使用 QAT 微调 Llama3¶

量化感知训练 (QAT) 是一种常用技术，用户可以使用它对模型进行量化，而不会在准确性或困惑度方面产生显著下降。在本教程中，我们将详细介绍如何在微调期间应用 QAT、量化生成的模型以及使用 torchtune 评估量化模型。

您将学到什么

什么是 QAT 以及它如何帮助减少量化退化
如何在 torchtune 中运行 QAT 进行微调
连接 QAT、量化和评估 Recipes 的端到端示例

先决条件

熟悉 torchtune
确保您已安装 torchtune
确保您已下载Llama3-8B 模型权重

什么是 QAT？¶

量化感知训练 (QAT) 是指在训练或微调期间模拟量化数值，最终目标是生成比简单训练后量化 (PTQ) 更高质量的量化模型。在 QAT 期间，权重和/或激活会被“伪量化”，这意味着它们会像被量化一样进行转换，但保留在原始数据类型（例如 bfloat16）中，而不会实际转换为更低的位宽。因此，伪量化允许模型在更新权重时调整量化噪声，从而使训练过程“感知”到模型最终会在训练后被量化。

# PTQ: x_q is quantized and cast to int8
# scale and zero point (zp) refer to parameters used to quantize x_float
# qmin and qmax refer to the range of quantized values
x_q = (x_float / scale + zp).round().clamp(qmin, qmax).cast(int8)

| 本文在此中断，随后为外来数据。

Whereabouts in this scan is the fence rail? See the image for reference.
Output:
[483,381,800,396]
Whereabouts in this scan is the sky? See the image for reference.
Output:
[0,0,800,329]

# QAT: x_fq is still in float
# Fake quantize simulates the numerics of quantize + dequantize
x_fq = (x_float / scale + zp).round().clamp(qmin, qmax)
x_fq = (x_fq - zp) * scale

QAT 通常涉及在训练前后对模型应用转换。例如，在 torchao QAT 实现中，这些步骤表示为 prepare() 和 convert()：(1) prepare() 将伪量化操作插入到线性层中，(2) convert() 在训练后将伪量化操作转换为实际的量化和反量化操作，从而生成量化模型（反量化操作通常在 lowering 后与线性层融合）。在这两个步骤之间，训练可以完全照常进行。

将 QAT 应用于 Llama3 模型¶

我们可以轻松地在 torchtune 中将上述 QAT 转换应用于 Llama3 进行微调

from torchtune.training.quantization import Int8DynActInt4WeightQATQuantizer
from torchtune.models.llama3 import llama3_8b

model = llama3_8b()

# Quantizer for int8 dynamic per token activations +
# int4 grouped per channel weights, only for linear layers
quantizer = Int8DynActInt4WeightQATQuantizer()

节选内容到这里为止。